Why does this matter?

The geographical patterns of Harvey and Irma will allow better predictions for future hurricanes. After completing relief and cleanup, reconstruction will most likely include new building codes and requirements to better prepare for the next hurricane season. In Miami, dramatic action might be necessary the soonest. The city, which some experts predict could be mostly underwater as sea levels rise in the next century, is perhaps the most ill-equipped to deal with a direct hit from a hurricane. In the aftermath of Harvey, Houston has faced severe criticism for a lack of zoning, planning, and for a pattern of development that only emphasized flood hazards. It’s become a common refrain that Houston’s low-density sprawl, the extreme rate of concrete and asphalt-pouring in the suburbs, and the degradation of wetlands by developers create the conditions that led to multiple 100-year floods even before Harvey, and the need for dramatic projects to save the city.

Many argue that hurricane Harvey and Irma were not made worse by climate change. But the science is this: Hurricanes thrive over warm water and strengthen in intensity; oceans have warmed on an average 1 to 3 degrees Fahrenheit over the past century, and sea levels have risen about 7 inches during that time. Throw in compound flooding -- the combination of rising sea levels from global warming, storm surge and extreme rainfall -- and you have the perfect mix for record flooding. Both storms were massive in scope. Harvey dumped a record 51 inches of rainfall as it sat over Texas and Louisiana, saturating the region with 27 trillion gallons of water in six days.
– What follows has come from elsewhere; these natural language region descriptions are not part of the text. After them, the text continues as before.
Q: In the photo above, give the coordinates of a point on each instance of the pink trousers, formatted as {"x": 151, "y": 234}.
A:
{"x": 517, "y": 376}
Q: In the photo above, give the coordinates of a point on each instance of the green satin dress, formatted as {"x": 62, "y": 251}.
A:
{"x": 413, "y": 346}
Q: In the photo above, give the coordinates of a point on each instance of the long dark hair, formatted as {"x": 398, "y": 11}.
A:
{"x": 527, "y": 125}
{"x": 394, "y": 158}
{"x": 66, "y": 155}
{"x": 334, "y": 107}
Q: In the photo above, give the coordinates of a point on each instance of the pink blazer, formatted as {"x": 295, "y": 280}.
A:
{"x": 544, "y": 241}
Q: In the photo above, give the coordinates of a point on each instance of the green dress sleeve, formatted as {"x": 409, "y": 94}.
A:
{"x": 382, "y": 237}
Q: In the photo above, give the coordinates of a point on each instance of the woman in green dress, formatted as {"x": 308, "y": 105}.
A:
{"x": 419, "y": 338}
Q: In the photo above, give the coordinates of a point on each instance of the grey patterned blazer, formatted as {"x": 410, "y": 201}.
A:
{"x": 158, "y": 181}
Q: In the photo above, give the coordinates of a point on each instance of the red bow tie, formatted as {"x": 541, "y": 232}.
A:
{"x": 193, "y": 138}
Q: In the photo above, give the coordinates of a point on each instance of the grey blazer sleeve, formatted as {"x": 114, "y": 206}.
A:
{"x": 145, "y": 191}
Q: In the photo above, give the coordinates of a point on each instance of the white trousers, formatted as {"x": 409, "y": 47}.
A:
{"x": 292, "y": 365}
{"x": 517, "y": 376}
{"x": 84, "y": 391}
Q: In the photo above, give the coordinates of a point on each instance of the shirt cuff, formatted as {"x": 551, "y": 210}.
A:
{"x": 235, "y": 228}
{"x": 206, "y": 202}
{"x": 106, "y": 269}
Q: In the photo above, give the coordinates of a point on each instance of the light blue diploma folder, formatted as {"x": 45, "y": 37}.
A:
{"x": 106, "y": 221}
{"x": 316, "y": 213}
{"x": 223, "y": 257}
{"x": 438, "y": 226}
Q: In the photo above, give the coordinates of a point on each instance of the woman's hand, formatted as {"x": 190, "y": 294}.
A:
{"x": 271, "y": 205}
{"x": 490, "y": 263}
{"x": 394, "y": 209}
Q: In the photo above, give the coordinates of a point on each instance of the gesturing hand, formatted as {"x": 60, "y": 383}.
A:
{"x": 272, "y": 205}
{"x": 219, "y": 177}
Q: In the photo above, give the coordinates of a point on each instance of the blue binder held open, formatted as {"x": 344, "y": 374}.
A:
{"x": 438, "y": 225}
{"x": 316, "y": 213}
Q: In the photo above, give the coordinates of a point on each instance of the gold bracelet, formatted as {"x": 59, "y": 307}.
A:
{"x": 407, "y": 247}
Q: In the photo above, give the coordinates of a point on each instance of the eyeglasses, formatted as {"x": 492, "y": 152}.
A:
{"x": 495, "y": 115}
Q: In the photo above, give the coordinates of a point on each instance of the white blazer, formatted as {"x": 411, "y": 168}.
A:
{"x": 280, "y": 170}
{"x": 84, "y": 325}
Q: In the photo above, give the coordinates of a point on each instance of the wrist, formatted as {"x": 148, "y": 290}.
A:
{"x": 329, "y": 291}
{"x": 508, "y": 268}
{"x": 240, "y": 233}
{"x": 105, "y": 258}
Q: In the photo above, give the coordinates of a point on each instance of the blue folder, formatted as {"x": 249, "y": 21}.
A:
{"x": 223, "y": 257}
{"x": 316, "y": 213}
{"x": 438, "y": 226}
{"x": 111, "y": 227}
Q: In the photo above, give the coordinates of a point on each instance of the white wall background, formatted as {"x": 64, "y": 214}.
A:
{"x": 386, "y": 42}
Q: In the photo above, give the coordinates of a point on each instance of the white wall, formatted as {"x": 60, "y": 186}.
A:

Irma was the strongest Atlantic-basin hurricane ever recorded outside the Gulf of Mexico and the Caribbean Sea, spending three days as a Category 5 hurricane, the longest Category 5 on record. Irma maintained winds of 185 mph or above for a total of 37 hours, the most ever for a storm. Miami Mayor Tomás Regalado said as Irma bore down on Florida, "If this isn't climate change, I don't know what is."

While the storm relief was the most important piece of the legislation, this week’s votes also represented one of the more remarkable political moments of Trump’s first term, as Republican majorities in the House and Senate ratified an agreement the president sealed with Democrats over the objections of both House Speaker Paul Ryan and Senate Majority Leader Mitch McConnell. The deal came together rapidly at the end of an hour-long meeting at the White House on Tuesday, when Trump acceded to demands from Senate Minority Leader Charles Schumer and House Minority Leader Nancy Pelosi that the Harvey package include only a short-term increase in the debt limit. Ryan and McConnell had wanted a much larger increase that would last through the 2018 elections, to shield Republican lawmakers from another politically painful vote and to block Democrats from demanding additional concessions in exchange for their votes. Trump’s decision stunned Republican lawmakers, who suddenly found themselves on the wrong side of an impulsive president’s desire to claim a bipartisan win. Hopefully this will set a precedent for disaster relief bills in the future.